Posted 22 July 2013 - 09:16 AM

Ultimately, your mental model is correct to the extent that it resembles the language spec and the VM spec - these are the definitions of "correct", after all. It is useful to the extent that it facilitates your reasoning about the code in the ways that matter to you.

These are different questions - a correct mental model of the code might produce far more detail than you need, and far too slowly than you care about, while a useful model produces answers that are "correct enough" in time to be useful. A correct model might give you a lot of noise, while a useful model presents insights pruned to your needs.

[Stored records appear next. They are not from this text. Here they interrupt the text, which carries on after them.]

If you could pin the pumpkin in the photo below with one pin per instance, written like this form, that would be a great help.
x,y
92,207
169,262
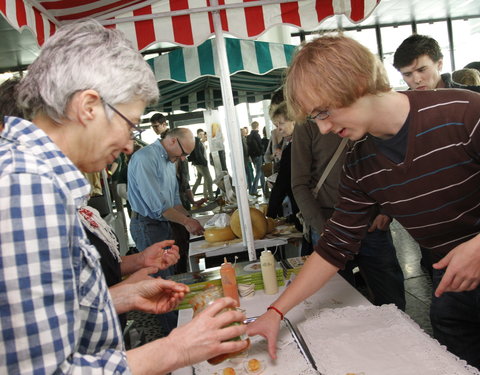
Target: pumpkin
x,y
218,234
259,223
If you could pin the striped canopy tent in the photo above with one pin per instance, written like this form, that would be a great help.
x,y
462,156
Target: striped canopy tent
x,y
190,23
189,78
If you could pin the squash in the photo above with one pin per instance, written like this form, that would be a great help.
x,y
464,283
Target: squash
x,y
270,225
259,223
218,234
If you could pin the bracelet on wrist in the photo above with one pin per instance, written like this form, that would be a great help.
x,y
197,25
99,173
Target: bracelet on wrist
x,y
276,310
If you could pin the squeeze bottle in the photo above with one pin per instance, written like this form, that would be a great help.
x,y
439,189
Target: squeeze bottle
x,y
269,275
229,280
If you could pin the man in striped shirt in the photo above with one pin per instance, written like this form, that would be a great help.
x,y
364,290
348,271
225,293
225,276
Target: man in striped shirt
x,y
417,154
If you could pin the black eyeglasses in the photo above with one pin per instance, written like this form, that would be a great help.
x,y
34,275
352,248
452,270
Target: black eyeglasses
x,y
321,115
181,148
135,128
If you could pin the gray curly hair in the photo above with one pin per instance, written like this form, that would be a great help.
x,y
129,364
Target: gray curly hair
x,y
81,56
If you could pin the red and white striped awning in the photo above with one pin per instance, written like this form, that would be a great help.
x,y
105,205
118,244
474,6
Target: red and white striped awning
x,y
183,22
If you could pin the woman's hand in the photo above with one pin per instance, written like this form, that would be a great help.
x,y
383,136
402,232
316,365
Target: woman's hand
x,y
162,255
267,325
206,335
462,268
151,295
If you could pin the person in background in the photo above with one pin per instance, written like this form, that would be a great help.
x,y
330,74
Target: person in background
x,y
255,151
80,124
199,160
282,187
246,160
159,124
274,149
8,105
420,61
154,196
473,65
265,140
179,232
467,77
415,154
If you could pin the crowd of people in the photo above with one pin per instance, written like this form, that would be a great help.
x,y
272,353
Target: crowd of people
x,y
350,154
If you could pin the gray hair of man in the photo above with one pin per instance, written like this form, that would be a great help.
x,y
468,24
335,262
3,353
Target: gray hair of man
x,y
82,56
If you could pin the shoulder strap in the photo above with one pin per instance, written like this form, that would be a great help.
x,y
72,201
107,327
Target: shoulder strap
x,y
329,167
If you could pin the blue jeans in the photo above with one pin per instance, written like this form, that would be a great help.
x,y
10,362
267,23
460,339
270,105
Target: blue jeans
x,y
257,163
455,318
378,264
145,232
249,174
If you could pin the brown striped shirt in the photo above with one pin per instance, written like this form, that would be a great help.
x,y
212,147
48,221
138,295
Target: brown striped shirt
x,y
434,193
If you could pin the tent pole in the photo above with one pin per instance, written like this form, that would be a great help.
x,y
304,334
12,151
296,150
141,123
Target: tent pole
x,y
234,137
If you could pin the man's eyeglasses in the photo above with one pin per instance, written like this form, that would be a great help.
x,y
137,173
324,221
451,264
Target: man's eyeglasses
x,y
321,115
135,129
182,149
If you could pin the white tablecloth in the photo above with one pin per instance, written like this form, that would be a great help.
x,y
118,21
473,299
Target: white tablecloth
x,y
336,293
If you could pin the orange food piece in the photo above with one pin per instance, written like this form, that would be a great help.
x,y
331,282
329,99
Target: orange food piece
x,y
229,371
254,365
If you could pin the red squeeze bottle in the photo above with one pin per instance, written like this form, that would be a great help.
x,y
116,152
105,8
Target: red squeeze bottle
x,y
229,281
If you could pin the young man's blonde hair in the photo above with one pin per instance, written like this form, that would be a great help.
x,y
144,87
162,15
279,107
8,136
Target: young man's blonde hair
x,y
332,72
281,110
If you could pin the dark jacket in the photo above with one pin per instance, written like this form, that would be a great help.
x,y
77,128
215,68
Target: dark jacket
x,y
254,142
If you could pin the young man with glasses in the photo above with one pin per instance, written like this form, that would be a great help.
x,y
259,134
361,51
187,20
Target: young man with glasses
x,y
415,154
153,193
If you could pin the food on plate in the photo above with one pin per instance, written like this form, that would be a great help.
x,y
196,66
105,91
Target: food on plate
x,y
216,234
259,223
254,366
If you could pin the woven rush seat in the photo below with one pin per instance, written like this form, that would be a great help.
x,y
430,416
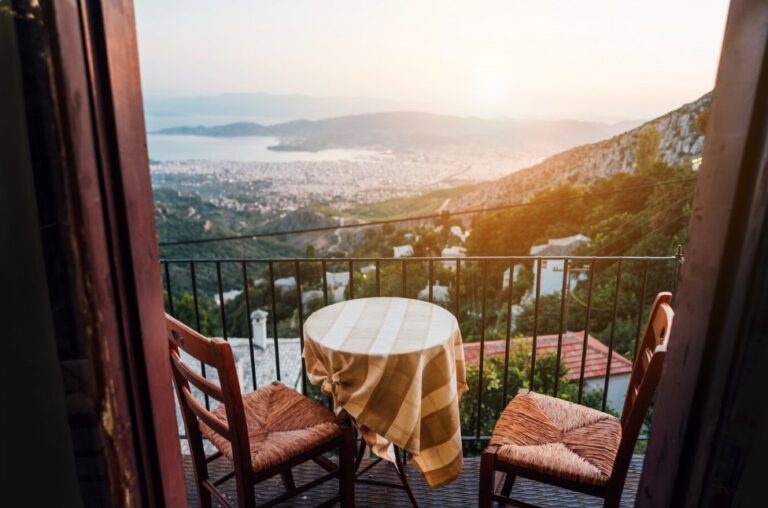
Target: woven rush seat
x,y
557,437
281,423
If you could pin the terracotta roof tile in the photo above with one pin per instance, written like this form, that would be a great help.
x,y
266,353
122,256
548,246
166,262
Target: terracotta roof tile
x,y
572,345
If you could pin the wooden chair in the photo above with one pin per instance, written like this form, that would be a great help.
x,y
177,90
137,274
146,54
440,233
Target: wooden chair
x,y
263,433
557,442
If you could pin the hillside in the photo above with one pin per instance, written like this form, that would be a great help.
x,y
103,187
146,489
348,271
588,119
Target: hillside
x,y
680,141
415,130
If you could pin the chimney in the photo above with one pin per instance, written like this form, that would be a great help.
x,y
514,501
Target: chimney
x,y
259,326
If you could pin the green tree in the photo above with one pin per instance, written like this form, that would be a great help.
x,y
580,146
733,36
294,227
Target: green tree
x,y
518,377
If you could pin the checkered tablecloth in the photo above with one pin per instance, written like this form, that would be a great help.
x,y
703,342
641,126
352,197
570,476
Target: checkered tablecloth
x,y
396,366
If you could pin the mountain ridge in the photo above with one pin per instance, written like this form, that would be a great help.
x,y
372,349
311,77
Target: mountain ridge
x,y
679,142
410,130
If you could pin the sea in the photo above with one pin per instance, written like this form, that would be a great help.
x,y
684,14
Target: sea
x,y
172,147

Consider a chess game: there are a vast number of possible positions ten moves out from any position, but a good chess player is only thinking about the handful that matter - the good player has a useful model.

The useful model does a lot of background processing for you. For example, the useful model would raise an alarm if the int in your example were an object. In that case, it would want you to think about aliasing. For example:

myString = "Howdy!"
WidgetBox wb = new WidgetBox(); // a storage device for Widgets
Widget x = new Widget();  
for(char c : myString.toCharArray()) {
  x.setChar(c);
  wb.put(x);  // store the result
}


Ooops! We'll now have a box of bangs. Your mental model should be good enough to send off sirens and flares when you see this - but it should also be good enough to remain quiet when x is a primitive.

Obviously, I want you to think that a useful model is more important than a correct one. How do we build a useful model, and how do we help others to build one for themselves? I think the trick is to practice reasoning about code using correct models until the brain gets tired of repeating itself and optimizes. This is sort of like learning arithmetic, really. You drill a student on addition, not to torture them but so they'll eventually start to see answers "without thinking".

This is why I often go into far more detail than the question seems to warrant. I want to provide the deep context for the answer which will allow a novice programmer to see how they'd reason this out for themselves.

Quote

More importantly is what to tell the newbie?


I would want to give them enough to be able to reason about this and similar situations in the future.
This has the added advantage of making me think through the issue for myself, and perhaps learning something in the process.